Frankfurter Rundschau, 13.10.2010
Stefan Schickhaus
Schubert: "Die schöne Müllerin, Frankfurt, Alte Oper, 12. Oktober 2010
Romantische Oper für einen Mann
 
Auf sängerisch höchstem Niveau: Jonas Kaufmanns „Schöne Müllerin“ in Frankfurt geizt nich mit Farbwechseln und Untertönen. Er geht in Sachen Textdarstellung einen geradezu opernhaften Weg.

Wer hätte gedacht, dass man einmal würde schreiben können, der Große Saal der Alten Oper Frankfurt sei genau richtig dimensioniert gewesen für einen Liederabend. 2000 Zuhörer in der Herbsthusten-Zeit, darunter etliche, die nach dem letzten Lied keinen Sinn für ein Aus- und Nachklingen haben – die Grundbedingungen sprechen eigentlich gegen so etwas Intimes wie das Schubert-Lied an diesem Ort.

Doch wenn Jonas Kaufmann, der Mann mit der größten Magnetwirkung unter den deutschen Tenören derzeit, Franz Schuberts „Die schöne Müllerin“ singt, wäre jeder Kammermusiksaal zu unmittelbar – einmal ganz abgesehen von der Tatsache, dass das für den Veranstalter ein finanzielles Desaster werden müsste.

Jonas Kaufmann braucht die große Bühne.

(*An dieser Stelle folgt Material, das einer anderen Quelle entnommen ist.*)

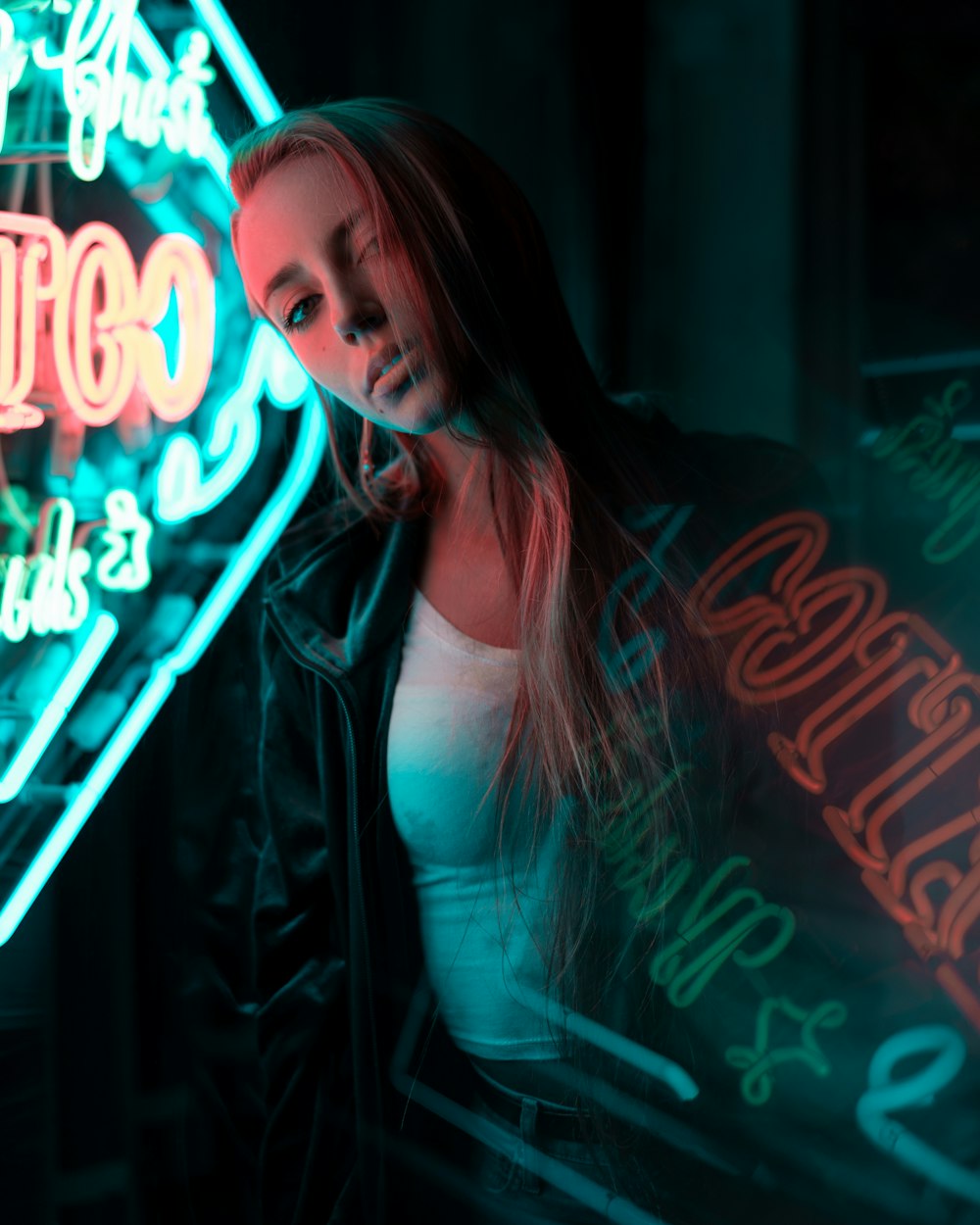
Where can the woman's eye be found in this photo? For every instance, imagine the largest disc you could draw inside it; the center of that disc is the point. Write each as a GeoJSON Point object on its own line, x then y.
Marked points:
{"type": "Point", "coordinates": [298, 315]}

Nicht unbedingt seine Stimme benötigt den Raum, die kann er nach Bedarf durchaus zurückfahren – eine Stimme übrigens, die viele dunkle, baritonale Komponenten hat und die damit jedes Schubert-Lied angenehm tragfähig macht. Nein, es braucht einfach eine gewisse Distanz zwischen dem Sänger und dem Hörer, damit sich das Zuviel verliert.

Denn Jonas Kaufmann geht in Sachen Textdarstellung einen geradezu opernhaft extremen Weg. Da wird jede indirekte Rede, und sei es auch nur die des Baches am Schluss, betont abgehoben, da wird im ersten Lied die „Frau Meisterin“ mit einem dicken Augenzwinkern angesprochen, da wird mit Farbwechseln und Untertönen gar nicht gegeizt. Aus Franz Schuberts „Schöner Müllerin“ wird in Frankfurt eine kleine romantische Ein-Mann-Oper, „Ungeduld“ heißt die Arie, „Morgengruß“ bekommt das Format einer großen dramatischen Szene – und all das auf sängerisch höchstem Niveau.

Jonas Kaufmann übernimmt dabei selbst die Rolle des Müllersburschen. Es spricht ein eindeutiges „Ich“ aus ihm, der Interpret abstrahiert nicht, sondern er erlebt, maßlos und immer mittendrin. Und darum war es gut, wie gesagt, dass der große Raum für einen gewissen Hörabstand sorgte, jetzt in der Alten Oper. Was in der Mitte des Saals ankam, war noch reichlich genug.

Den Pianisten Helmut Deutsch dagegen hätte man gerne ein bisschen näher an sich herangelassen, ist er doch einer der klarsichtigsten Klavierbegleiter seit Jahrzehnten. Er verzichtet auf das Verdoppeln des Textes, sichert dagegen die Substanz. Das Modulieren in „Am Feierabend“ kam noch nie so organisch, die Oberstimme in der dritten Strophe von „Des Müllers Blumen“ leuchtete bisher bei niemandem sonst so visionär heraus.